Development of a Ti49Zr20Hf15Al10Nb6 high entropy shape memory alloy for biomedical applications

Abstract

Titanium (Ti)-rich high entropy shape memory alloys (HESMAs) exhibit excellent mechanical properties and the biocompatibility of Ti alloys. Researches on the biomedical applications of the HESMAs are urgently needed to identify metallic biomaterials superior to the traditional Ni–Ti and Ti–6Al–4V (Ti64) alloys. In this study, a Ti-rich HESMA, designated as Ti₄₉Zr₂₀Hf₁₅Al₁₀Nb₆ (in atomic percent, at. %), was synthesized using an arc melting and suction casting method. The investigation focused on its mechanical properties, superelasticity, wear resistance, corrosion resistance, and biocompatibility. The Ti-rich HESMA demonstrated superior attributes in terms of strength, elastic modulus, wear and corrosion resistance, and biocompatibility when compared to Ni–Ti and Ti64 alloys.

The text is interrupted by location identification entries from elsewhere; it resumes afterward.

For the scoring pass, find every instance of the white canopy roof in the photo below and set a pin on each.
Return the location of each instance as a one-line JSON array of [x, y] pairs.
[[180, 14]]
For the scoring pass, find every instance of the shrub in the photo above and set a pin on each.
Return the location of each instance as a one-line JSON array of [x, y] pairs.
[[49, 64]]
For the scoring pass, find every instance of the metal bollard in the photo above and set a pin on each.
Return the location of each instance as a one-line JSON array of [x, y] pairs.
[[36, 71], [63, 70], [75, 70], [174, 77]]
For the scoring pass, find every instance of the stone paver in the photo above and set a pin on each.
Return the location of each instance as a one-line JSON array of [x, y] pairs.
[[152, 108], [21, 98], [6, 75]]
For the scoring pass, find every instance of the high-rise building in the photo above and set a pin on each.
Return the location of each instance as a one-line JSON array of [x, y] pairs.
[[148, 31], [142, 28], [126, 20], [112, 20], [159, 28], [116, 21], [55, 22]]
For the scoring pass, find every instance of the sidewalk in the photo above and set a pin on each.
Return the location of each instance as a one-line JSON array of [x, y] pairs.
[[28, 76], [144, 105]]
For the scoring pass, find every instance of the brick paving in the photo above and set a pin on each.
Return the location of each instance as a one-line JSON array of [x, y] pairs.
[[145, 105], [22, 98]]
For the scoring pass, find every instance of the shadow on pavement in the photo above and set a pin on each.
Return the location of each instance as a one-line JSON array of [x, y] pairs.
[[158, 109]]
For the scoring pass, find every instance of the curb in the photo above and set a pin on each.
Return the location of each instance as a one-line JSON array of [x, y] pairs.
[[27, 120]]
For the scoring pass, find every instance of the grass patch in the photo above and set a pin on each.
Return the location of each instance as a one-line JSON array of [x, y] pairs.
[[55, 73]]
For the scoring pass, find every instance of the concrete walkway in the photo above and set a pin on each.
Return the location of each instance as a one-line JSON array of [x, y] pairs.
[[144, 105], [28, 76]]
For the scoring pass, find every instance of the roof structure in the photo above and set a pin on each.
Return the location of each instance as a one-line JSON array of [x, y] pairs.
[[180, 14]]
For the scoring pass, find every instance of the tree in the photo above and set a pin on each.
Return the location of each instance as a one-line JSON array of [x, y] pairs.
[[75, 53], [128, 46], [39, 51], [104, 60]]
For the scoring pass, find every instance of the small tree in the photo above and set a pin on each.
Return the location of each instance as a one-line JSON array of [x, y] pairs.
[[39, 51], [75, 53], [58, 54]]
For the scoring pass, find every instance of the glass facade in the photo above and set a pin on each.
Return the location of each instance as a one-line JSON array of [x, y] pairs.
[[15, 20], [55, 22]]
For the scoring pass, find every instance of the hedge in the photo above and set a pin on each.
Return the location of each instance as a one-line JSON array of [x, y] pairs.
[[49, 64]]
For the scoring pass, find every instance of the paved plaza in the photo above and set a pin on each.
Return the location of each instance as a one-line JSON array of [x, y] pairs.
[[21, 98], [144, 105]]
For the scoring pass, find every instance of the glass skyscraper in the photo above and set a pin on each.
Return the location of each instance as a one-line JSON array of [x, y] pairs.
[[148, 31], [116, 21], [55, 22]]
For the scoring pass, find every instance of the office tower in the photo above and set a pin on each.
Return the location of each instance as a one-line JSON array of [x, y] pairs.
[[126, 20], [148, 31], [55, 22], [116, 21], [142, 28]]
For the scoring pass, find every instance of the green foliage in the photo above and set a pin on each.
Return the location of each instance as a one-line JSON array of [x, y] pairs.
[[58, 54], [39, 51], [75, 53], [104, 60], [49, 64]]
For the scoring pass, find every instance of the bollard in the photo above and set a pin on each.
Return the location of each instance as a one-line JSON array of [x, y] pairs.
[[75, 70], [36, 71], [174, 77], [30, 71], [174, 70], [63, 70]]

Despite its elemental complexity, the as-cast Ti-rich HESMA achieved a homogeneous composition and maintained a sole β phase consisting of equiaxed grains with an average size of 52 μm, leading to a low elastic modulus of 83.9 GPa. Notably, the Ti-rich HESMA exhibits superelasticity at room temperature, with a maximum recoverable strain of approximately 3.8 %. Moreover, it demonstrates superior wear resistance compared to Ni–Ti and Ti64. Additionally, the Ti-rich HESMA shows high corrosion resistance in Hanks’ solution and favorable cytocompatibility relative to Ni–Ti and Ti64. Overall, the Ti-rich HESMA represents a promising avenue for the development of innovative metallic biomaterials.